Primary Kubernetes node outage
We had an outage of our highest spec node due to CPU exhaustion. The outage lasted from around 20:20 to 20:46 UTC, but was not a full service outage.
Leadup
List the sequence of events that led to the incident
I ran a query on Prometheus to try figure out some statistics on the number of metrics we are holding, this ended up scanning a lot of data in the TSDB database that Prometheus uses.
This scan caused a CPU exhaustion which caused issues with the Kubernetes node status.
Impact
Describe how internal and external users were impacted during the incident
This brought down the primary node which meant there was some service outage. Most services transferred successfully to our secondary node which kept up some key services such as the Moderation bot and Modmail bot, as well as MongoDB.
Detection
Report when the team detected the incident, and how we could improve detection time
This was noticed when Discord services started having failures. The primary detection was through alerts though!
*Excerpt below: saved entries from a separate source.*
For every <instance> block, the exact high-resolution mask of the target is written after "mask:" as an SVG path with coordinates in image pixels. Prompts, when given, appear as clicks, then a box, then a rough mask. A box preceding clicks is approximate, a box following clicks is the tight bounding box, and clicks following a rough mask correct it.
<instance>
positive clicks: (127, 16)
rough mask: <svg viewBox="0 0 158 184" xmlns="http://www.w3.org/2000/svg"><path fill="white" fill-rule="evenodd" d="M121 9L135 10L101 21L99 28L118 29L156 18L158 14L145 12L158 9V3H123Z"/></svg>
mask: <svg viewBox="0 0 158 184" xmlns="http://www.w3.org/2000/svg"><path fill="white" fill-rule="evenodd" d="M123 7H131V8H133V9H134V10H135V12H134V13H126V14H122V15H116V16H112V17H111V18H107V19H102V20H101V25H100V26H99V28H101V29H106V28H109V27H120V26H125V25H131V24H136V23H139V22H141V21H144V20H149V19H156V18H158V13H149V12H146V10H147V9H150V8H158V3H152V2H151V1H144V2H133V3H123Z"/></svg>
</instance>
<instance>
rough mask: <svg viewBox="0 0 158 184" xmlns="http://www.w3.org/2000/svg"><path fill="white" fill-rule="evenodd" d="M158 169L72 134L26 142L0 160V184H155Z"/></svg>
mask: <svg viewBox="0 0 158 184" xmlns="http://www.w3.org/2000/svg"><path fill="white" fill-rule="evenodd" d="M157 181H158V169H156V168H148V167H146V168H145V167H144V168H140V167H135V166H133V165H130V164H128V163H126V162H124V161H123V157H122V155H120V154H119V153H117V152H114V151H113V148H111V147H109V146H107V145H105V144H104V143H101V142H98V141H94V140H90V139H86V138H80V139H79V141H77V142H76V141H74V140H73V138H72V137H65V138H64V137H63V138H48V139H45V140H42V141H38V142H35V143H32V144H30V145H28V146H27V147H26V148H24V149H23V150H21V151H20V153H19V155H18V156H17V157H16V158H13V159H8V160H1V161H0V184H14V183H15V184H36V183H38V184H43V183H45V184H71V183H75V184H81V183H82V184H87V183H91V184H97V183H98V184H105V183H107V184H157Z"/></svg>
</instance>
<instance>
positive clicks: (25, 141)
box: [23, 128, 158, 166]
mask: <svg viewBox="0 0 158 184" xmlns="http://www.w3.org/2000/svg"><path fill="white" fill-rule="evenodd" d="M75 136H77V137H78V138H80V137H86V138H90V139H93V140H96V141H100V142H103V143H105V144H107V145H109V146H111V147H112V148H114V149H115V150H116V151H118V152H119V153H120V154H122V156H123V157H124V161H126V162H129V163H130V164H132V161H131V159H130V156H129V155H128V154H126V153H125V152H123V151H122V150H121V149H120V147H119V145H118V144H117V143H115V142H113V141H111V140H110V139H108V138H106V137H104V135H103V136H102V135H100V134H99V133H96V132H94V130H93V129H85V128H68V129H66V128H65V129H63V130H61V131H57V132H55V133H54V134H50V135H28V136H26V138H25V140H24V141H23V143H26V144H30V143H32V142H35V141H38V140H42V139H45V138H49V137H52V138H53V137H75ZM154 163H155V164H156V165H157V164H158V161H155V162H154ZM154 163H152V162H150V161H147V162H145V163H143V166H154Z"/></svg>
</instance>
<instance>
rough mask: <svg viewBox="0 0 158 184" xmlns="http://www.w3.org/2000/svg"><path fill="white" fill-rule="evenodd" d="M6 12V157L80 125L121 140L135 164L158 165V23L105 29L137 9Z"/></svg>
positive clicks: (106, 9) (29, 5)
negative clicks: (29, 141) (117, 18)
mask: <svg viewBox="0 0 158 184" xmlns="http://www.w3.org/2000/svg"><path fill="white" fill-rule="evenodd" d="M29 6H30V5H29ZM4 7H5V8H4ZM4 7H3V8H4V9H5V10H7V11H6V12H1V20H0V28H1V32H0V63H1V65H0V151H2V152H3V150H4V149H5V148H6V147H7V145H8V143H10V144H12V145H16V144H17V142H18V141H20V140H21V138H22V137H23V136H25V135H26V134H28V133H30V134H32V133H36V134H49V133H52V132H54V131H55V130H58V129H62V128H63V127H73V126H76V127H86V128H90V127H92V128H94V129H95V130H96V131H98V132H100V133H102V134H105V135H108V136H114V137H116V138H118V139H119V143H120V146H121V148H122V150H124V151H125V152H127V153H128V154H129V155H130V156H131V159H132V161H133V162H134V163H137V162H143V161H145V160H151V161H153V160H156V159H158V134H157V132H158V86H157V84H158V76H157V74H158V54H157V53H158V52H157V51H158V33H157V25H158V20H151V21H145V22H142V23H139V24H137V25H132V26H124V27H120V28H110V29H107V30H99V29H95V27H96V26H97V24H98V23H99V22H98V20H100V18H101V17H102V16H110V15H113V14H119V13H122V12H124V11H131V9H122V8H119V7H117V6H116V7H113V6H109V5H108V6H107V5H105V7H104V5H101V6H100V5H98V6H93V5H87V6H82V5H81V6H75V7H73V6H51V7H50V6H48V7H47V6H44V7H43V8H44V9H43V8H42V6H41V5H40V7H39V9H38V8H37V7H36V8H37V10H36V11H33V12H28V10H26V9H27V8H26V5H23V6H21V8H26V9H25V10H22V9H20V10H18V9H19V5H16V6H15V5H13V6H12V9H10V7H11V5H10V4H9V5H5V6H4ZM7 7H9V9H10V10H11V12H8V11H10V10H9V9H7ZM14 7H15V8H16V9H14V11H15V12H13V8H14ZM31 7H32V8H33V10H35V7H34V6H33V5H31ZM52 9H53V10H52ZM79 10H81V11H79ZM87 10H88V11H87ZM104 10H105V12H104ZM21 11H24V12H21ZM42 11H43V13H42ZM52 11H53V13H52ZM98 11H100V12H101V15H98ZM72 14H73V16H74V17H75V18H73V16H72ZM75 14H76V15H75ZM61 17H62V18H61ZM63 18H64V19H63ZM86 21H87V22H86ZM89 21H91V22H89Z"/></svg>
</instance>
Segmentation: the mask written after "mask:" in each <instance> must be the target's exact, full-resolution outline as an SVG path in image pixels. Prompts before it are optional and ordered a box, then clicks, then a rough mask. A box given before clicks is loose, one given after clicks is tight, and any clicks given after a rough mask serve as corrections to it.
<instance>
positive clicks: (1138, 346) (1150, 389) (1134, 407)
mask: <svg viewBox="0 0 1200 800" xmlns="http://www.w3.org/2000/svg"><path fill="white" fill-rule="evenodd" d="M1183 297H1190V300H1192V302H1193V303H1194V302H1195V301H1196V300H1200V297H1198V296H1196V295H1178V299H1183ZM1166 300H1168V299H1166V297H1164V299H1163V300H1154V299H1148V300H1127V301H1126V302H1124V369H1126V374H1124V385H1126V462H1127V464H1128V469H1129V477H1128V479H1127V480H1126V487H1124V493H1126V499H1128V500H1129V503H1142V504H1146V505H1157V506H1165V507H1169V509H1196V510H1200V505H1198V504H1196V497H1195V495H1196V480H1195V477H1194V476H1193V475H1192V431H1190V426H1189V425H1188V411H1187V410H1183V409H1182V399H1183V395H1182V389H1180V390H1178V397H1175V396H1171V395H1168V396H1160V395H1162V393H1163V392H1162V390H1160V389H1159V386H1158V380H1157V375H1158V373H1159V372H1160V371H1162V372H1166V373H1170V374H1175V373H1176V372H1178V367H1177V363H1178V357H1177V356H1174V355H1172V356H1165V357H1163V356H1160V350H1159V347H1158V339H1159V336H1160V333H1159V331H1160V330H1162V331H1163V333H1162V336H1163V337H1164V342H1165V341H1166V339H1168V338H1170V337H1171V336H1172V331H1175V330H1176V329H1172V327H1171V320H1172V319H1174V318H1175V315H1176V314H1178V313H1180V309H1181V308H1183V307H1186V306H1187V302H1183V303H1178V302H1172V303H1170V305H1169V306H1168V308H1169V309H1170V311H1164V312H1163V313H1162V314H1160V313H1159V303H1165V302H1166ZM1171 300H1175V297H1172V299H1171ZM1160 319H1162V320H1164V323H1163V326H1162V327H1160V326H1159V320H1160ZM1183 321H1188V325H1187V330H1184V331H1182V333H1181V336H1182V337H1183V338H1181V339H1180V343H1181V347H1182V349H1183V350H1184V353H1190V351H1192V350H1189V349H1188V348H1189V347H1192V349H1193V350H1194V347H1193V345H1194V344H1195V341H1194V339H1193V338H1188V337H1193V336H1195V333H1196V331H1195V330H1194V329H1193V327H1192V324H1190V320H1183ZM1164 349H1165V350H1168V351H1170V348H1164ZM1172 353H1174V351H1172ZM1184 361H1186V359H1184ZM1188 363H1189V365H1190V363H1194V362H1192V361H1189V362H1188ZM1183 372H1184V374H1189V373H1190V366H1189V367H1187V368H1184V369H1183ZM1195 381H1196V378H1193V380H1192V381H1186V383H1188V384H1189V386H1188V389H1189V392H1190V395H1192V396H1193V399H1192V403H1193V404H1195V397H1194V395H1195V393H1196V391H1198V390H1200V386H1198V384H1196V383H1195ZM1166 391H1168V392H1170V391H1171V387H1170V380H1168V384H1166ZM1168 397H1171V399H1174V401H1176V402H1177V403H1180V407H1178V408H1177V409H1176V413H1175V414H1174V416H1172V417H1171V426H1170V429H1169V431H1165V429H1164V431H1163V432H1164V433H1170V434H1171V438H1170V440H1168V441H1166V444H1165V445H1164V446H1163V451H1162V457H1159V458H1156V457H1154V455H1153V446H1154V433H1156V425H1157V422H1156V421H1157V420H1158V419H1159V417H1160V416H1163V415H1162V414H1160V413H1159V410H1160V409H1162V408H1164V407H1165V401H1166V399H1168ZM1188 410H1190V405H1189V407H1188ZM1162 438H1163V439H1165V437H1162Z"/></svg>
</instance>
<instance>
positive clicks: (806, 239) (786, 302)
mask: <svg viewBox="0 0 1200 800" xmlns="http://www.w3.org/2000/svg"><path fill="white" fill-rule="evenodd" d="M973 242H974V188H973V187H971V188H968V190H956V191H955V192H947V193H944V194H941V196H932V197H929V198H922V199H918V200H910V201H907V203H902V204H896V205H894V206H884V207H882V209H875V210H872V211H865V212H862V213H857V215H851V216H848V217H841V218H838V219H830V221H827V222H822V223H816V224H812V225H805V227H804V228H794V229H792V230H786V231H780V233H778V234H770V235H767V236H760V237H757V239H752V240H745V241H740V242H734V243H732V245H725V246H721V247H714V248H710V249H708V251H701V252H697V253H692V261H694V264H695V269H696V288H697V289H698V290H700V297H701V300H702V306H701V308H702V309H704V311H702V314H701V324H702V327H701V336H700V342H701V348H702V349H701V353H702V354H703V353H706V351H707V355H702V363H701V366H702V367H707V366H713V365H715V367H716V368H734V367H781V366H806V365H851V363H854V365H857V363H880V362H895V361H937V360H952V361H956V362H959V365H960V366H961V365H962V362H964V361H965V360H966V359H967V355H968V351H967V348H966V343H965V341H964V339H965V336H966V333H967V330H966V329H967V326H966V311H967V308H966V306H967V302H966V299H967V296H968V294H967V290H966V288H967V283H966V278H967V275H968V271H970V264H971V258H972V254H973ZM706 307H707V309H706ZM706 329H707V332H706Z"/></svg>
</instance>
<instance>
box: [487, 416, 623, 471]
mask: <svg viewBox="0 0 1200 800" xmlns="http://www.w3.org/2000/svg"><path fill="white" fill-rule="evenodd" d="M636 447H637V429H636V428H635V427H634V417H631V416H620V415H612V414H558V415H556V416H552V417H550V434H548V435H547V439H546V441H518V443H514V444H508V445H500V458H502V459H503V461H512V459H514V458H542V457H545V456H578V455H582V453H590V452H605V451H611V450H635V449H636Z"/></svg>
I was paged 1 minute after we started encountering CPU exhaustion issues.
Response
Who responded to the incident, and what obstacles did they encounter?
Joe Banks responded to the incident.
No major obstacles were encountered during this.
Recovery
How was the incident resolved? How can we improve future mitigation?
It was noted that in the response to kubectl get nodes
the primary
node's status was reported as NotReady
. Looking into the reason it was
because the node had stopped responding.
The quickest way to fix this was triggering a node restart. This shifted a lot of pods over to node 2 which encountered some capacity issues since it's not as highly specified as the first node.
I brought this back the first node by restarting it at Linode's end.
Once this node was reporting as Ready
again I drained the second node
by running kubectl drain lke13311-20304-5ffa4d11faab
. This command
stops the node from being available for scheduling and moves existing
pods onto other nodes.
Services gradually recovered as the dependencies started. The incident lasted overall around 26 minutes, though this was not a complete outage for the whole time and the bot remained functional throughout (meaning systems like the help channels were still functional).
Five Why's
Run a 5-whys analysis to understand the true cause of the incident.
Why? Partial service outage
Why? We had a node outage.
Why? CPU exhaustion of our primary node.
Why? Large prometheus query using a lot of CPU.
Why? Prometheus had to scan millions of TSDB records which consumed all cores.
Blameless root cause
Note the final root cause and describe what needs to change to prevent reoccurrance
A large query was run on Prometheus, so the solution is just to not run said queries.
To protect against this more precisely though we should write resource constraints for services like this that are vulnerable to CPU exhaustion or memory consumption, which are the causes of our two past outages as well.
Lessons learned
What did we learn from this incident?
- Don't run large queries, it consumes CPU!
- Write resource constraints for our services.
Follow-up tasks
List any tasks we should complete that are relevant to this incident
- Write resource constraints for our services.